The independent review – led by the former Head of the Prison and Probation Services in England and Wales and CEO of children’s charity Barnardo’s, Sir Martin Narey – will look at which children should be in residential care, how it can be improved and how government can achieve the very best for every single child in their care.
Announcing the review at Prime Minister’s questions, David Cameron said:
“We need to make sure that our residential care homes are doing the best possible job they can.
“That is why I can announce that I have asked the former Chief Executive of Barnardo’s, Sir Martin Narey, to conduct an independent review of children’s residential care, reporting to the Education Secretary and myself, so we can take every possible step to make sure these children get the best start in life.”

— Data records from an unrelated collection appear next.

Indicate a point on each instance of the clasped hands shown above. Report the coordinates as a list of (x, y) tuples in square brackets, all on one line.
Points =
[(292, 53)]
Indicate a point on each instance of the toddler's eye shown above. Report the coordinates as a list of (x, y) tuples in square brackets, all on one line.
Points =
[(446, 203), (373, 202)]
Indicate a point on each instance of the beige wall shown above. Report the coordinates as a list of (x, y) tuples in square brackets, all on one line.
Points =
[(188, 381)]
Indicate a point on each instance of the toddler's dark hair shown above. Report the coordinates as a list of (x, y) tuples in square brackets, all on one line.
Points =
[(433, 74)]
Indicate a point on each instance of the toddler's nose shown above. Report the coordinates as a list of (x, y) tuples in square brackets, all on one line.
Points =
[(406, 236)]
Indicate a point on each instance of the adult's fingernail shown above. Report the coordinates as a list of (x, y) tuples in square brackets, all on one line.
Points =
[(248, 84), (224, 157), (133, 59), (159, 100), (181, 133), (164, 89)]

Secretary of State for Education, Nicky Morgan, said:
“I am crystal clear that only the very best should be acceptable for children and young people in care.

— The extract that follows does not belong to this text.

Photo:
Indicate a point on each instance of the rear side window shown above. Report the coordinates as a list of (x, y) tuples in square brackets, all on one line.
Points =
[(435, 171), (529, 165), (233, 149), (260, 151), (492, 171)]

“I want to shine a spotlight on what works, identify barriers to success – and end those practices that are holding these children back from a life full of opportunity.

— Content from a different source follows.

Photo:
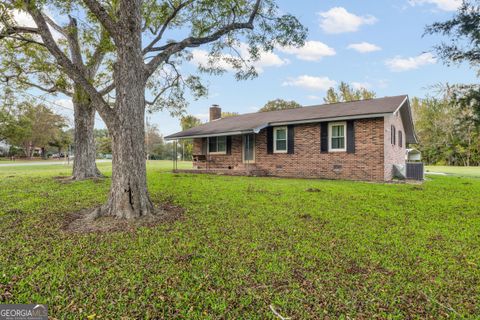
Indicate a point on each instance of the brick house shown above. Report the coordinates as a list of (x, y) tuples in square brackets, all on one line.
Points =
[(359, 140)]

“It is our moral duty to create a care system where all children have access to high-quality care that meets their specific needs. I am confident that Sir Martin’s review will help make this ambition a reality.”
Sir Martin’s review into residential care homes will look at the role of children’s homes within the care system, as well as exploring when and for which children homes should be used.
The review will also investigate what works within residential care – and how to improve outcomes for the young people who live in them, as well as what improvements could be made to the way that residential care homes are commissioned, delivered, regulated and inspected.
There are currently over 8,000 children and young people in children’s homes up and down the country, with councils spending over £1 billion a year.
However, research shows that these children are less likely to do well at school, are more likely to be absent or excluded, and are more likely to take part in risky behaviour than their classmates – in part, because of the past neglect and abuse they have suffered.
Sir Martin said:
“I am delighted to accept this commission. Some of the best social work I’ve seen has taken place in residential homes, carried out by some outstanding staff.
“And yet there are doubts about whether we use residential care for the right children – and frequent disquiet about children’s transitions to adulthood.
“I am anxious to hear from staff, children, care leavers and those with experience of this sector.”
Since leaving Barnardo’s in 2011, Sir Martin has advised the government on its adoption reforms and other child care matters, including the reform of social work education.